À Seleky, la mémoire de Djignabo Bassène, célèbre résistant casamançais à la pénétration coloniale, est restée vivace dans les mémoires.
Un homme revient des rizières « kadjando » sur l’épaule. Une poule déambule dans la cour de la maison sous une fine pluie. Les hommes discutent à haute voix dans une pièce. La fumée qui s’échappe de la cuisine laisse présager que le repas sera bientôt servi. La théière sur le feu donne un peu plus d’agrément à l’instant. Ces tranches de vie, banales en milieu rural, sont des instants de bonheur qu’il faut savoir apprécier. À Seleky comme dans d’autres villages du Bandiale, la vie tourne autour des activités agricoles, notamment la riziculture. La nature y est généreuse. Les populations sont encore attachées à la tradition. Pour aller à Seleky, situé juste après Enampore dans le Bandiale, il faut emprunter une piste cahoteuse bordée de forêts sauvages. On dit que les « ditax » (ditarium senegalense) ont été mystiquement empoisonnés pour stopper l’avancée des troupes de Fodé Kaba Doumbouya dont c’était le dessert favori. Le nom du village se confond avec celui du célèbre résistant casamançais, Djignabo Bassène.

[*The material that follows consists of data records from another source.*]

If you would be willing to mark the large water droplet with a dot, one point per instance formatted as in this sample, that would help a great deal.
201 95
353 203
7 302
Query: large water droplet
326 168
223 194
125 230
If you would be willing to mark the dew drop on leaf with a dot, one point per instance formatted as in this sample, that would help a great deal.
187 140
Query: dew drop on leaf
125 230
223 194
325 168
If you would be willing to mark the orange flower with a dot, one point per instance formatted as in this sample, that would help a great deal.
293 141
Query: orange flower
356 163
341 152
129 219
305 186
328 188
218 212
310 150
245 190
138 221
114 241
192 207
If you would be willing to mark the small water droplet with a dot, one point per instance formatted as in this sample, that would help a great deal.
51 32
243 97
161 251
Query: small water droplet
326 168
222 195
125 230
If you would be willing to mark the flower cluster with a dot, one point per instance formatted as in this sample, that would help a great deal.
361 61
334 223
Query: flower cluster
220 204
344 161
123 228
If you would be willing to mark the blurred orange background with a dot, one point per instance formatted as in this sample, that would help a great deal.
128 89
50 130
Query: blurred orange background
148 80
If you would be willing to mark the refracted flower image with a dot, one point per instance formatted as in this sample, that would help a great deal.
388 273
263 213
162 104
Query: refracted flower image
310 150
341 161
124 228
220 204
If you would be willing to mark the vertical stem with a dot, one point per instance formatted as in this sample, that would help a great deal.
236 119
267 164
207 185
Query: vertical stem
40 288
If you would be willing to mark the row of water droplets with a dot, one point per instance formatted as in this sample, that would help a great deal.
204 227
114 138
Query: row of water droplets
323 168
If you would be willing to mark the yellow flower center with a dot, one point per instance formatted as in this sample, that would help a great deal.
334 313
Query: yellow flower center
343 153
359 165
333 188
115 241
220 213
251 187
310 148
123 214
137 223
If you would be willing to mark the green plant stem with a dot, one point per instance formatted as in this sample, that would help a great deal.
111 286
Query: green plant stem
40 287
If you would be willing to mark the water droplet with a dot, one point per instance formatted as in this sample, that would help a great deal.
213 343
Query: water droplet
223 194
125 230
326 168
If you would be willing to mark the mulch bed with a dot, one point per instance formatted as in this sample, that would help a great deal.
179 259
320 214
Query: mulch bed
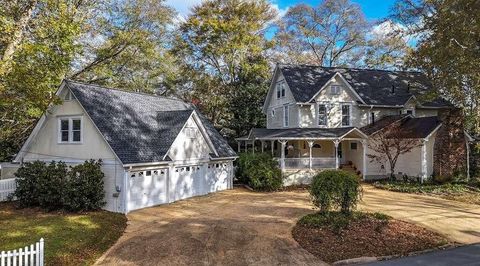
368 237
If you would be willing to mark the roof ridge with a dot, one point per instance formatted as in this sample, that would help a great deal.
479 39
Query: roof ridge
350 68
123 90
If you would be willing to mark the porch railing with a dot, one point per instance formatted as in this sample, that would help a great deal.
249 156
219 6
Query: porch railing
304 163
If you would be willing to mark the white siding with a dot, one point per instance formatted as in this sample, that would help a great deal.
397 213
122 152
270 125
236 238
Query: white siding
45 147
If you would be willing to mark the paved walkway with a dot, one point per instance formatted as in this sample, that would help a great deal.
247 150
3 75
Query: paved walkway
465 256
458 221
235 227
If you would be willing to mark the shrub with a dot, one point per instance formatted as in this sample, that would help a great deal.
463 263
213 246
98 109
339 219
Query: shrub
260 171
85 187
55 186
335 189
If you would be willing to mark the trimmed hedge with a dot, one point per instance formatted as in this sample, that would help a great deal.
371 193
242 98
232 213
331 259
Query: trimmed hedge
332 189
55 186
260 171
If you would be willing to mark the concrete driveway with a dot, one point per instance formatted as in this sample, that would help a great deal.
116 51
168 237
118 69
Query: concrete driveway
235 227
458 221
239 227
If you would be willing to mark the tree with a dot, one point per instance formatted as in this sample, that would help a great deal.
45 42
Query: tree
386 47
389 144
126 45
37 45
448 49
330 34
222 48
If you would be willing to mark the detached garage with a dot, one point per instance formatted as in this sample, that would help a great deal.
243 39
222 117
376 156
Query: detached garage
155 150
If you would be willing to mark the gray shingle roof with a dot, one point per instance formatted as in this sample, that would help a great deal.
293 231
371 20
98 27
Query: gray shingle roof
373 86
264 133
410 127
140 128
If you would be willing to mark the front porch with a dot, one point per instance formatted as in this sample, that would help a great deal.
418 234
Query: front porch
309 149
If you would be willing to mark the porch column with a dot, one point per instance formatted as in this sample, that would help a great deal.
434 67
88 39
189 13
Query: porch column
271 144
364 145
282 156
310 145
336 142
424 161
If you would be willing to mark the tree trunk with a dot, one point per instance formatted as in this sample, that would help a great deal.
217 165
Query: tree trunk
17 37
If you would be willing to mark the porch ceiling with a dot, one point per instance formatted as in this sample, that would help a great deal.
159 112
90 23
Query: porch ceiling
299 133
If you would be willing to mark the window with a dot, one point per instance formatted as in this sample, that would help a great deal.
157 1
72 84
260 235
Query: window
322 114
191 132
345 115
335 89
68 96
353 145
70 130
285 116
281 86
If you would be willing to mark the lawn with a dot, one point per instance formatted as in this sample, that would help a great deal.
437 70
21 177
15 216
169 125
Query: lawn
453 191
70 239
334 236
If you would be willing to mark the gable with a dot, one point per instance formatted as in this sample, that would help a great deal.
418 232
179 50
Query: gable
44 144
271 99
190 143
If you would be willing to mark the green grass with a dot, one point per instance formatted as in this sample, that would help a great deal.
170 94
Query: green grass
70 239
464 192
337 221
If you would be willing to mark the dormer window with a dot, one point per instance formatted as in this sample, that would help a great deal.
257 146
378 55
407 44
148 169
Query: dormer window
281 89
335 90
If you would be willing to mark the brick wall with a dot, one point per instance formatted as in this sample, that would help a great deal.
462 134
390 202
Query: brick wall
450 152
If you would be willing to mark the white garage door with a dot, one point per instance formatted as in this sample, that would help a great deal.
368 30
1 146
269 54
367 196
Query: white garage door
187 181
218 176
147 188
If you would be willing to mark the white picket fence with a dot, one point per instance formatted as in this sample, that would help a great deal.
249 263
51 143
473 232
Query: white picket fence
7 187
32 256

« Contrairement à une version véhiculée par certains, laissant penser que Djignabo habitait l’île d’Elubalir, il est né, a grandi et est mort ici à Seleky », explique Joseph Bassène, chef du village de Seleky, qui compte aujourd’hui huit quartiers. Ayant pris les armes pour résister au colon, Djignabo est tué lors de la fameuse bataille de Seleky, le 1er décembre 1886. On raconte que l’assaut dirigé par Djignabo fit d’innombrables blessés mais surtout occasionna la mort des lieutenants Renaudin, Seguin et Truch, ce dernier étant l’un des éléments français les plus perturbateurs de la zone. D’ailleurs, l’une des rues de Ziguinchor portait son nom jusqu’en février 2022 lorsqu’Ousmane Sonko, alors maire de cette ville, décide de la rebaptiser « La bataille de Seleky ». Une façon d’immortaliser ce haut fait d’armes de la résistance casamançaise. Un guerrier, un chef traditionnel « Il (Djignabo) a été tué ici à l’arrière-cour de sa maison et enterré sur place », précise Joseph Bassène. Comme on est mieux raconté par les siens, il fait venir Khady Bassène, petite-fille de Djignabo. Le foulard solidement attaché sur la tête, laissant paraître un visage émacié, elle a les yeux rougis par la douleur.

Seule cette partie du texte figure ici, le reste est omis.